19 Ich sumienia są już tak znieczulone, że bez skrupułów nurzają się w chamstwie, wszelkiej nieczystości i rozwiązłości. W swym rozpasaniu są nienasyceni i ciągle dogadzają sobie w każdej możliwej formie zachłanności, jaka bierze się z niepohamowanej żądzy bogacenia się.
20 Wy jednak nie takiego sposobu postępowania nauczyliście się od Chrystusa,
21 o ile w ogóle zrozumieliście Jego nauczanie i przyjęliście Prawdę, jaka w Nim jest.
22 On bowiem mówił, że powinniście zewlec z siebie swoją starą, zepsutą naturę, czyli dawnego człowieka, który jest przesiąknięty sposobem myślenia świata oraz wypełniony zwodniczymi żądzami prowadzącymi do wiecznej zagłady,
23 i pozwolić, aby Duch Boży przemieniał wasz sposób myślenia na nowy,
24 gdyż tylko tak zdołacie oblec się w nową naturę, czyli w nowego człowieka, który w sprawiedliwości, świętości i prawdzie został powołany do Życia według zamysłu Boga.
25 Dlatego odrzućcie kłamstwo i bądźcie prawdomówni wobec siebie nawzajem, jesteście bowiem częściami tego samego Ciała – Ciała Chrystusa.

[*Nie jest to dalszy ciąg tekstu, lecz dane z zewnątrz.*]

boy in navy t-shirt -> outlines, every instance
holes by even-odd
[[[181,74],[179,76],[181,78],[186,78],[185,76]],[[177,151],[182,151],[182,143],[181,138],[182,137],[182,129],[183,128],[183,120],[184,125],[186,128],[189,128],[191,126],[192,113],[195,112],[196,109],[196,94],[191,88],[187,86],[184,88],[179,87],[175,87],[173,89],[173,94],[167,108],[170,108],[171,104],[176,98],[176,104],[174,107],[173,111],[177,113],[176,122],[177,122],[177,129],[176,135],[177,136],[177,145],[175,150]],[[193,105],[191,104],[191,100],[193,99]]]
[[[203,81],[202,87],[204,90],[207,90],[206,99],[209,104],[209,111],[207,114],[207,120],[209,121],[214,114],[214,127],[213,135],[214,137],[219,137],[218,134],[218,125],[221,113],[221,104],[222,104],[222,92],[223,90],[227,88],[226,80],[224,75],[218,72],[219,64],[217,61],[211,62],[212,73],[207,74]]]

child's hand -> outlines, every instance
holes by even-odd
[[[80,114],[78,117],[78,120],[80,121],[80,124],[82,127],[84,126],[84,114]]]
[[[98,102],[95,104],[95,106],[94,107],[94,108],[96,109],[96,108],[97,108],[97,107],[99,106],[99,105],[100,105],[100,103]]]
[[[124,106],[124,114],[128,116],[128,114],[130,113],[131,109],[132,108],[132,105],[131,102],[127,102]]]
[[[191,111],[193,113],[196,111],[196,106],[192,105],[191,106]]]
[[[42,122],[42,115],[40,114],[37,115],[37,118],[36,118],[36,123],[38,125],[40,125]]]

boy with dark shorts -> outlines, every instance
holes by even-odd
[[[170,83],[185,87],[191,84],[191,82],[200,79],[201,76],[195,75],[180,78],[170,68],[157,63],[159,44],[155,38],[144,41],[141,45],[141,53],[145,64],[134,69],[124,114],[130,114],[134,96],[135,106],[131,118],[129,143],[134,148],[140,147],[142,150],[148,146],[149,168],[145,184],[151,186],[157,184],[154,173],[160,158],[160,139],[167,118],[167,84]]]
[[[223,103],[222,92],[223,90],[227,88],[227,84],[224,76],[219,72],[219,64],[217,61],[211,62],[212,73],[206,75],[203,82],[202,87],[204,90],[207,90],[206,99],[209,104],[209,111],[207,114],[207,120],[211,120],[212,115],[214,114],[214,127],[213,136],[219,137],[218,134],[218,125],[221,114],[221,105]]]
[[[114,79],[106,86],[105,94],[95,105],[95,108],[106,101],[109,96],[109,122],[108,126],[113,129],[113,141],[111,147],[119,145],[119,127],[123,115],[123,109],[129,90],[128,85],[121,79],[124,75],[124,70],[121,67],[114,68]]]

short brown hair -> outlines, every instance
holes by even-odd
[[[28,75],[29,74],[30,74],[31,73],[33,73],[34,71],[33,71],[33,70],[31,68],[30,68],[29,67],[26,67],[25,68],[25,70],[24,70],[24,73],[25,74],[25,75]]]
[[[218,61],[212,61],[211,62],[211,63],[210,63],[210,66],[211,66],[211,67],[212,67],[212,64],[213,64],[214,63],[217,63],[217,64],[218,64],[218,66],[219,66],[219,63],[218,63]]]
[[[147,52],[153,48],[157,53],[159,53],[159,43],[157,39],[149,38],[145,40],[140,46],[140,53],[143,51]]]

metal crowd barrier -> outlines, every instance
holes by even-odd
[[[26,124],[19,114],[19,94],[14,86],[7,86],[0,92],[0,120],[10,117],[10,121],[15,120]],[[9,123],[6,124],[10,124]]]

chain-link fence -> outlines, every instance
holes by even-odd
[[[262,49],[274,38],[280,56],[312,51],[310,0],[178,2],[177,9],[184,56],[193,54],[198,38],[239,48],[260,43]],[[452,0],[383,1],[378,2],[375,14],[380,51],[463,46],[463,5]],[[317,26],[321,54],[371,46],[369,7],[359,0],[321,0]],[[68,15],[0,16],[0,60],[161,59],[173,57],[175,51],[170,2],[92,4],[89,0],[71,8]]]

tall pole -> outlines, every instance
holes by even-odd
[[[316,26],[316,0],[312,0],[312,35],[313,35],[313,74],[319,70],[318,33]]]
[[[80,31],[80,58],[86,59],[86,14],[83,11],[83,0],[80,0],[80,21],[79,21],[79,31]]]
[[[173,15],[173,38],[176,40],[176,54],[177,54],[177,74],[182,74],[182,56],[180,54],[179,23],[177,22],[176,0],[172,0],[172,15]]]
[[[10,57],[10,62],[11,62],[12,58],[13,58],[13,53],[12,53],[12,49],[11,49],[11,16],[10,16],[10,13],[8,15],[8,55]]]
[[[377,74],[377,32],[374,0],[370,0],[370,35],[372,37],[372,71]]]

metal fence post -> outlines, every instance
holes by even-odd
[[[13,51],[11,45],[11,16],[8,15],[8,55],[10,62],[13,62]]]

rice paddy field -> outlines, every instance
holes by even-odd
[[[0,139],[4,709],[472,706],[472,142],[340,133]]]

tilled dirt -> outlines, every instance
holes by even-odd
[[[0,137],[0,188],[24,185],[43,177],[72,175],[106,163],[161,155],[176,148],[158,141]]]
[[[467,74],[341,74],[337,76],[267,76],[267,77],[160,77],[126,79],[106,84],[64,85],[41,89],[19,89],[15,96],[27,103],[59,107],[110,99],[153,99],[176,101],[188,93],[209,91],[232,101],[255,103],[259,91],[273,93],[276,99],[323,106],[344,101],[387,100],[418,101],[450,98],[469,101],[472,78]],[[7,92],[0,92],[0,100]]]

26 Nie grzeszcie, ulegając gniewowi, a jeśliby ktoś wpadł w gniew, to niech nie trwa w nim uporczywie,
27 ponieważ gniew otwiera diabłu wrota ludzkiego życia na oścież!
28 A jeśli ktoś kradnie, to niech już przestanie kraść i przyłoży się do uczciwej pracy, aby z tego, co zarobi, mógł jeszcze wspomagać potrzebujących pomocy.
29 Niech z ust waszych nie wychodzi już więcej żadna mowa szkodliwa, lecz tylko budująca, czyli taka, by stosownie do sytuacji wyświadczała dobro słuchającym.
30 I nie zasmucajcie Ducha Świętego Boga, którym zostaliście opieczętowani na dzień odkupienia!
31 Usuńcie spośród siebie wszelką gorycz i uniesienie, gniew i ubliżanie, a także oszczerstwa i wszelką złość.
32 Bądźcie dla siebie nawzajem łagodni i miłosierni. Przebaczajcie sobie, tak jak Bóg przebaczył wam w Chrystusie.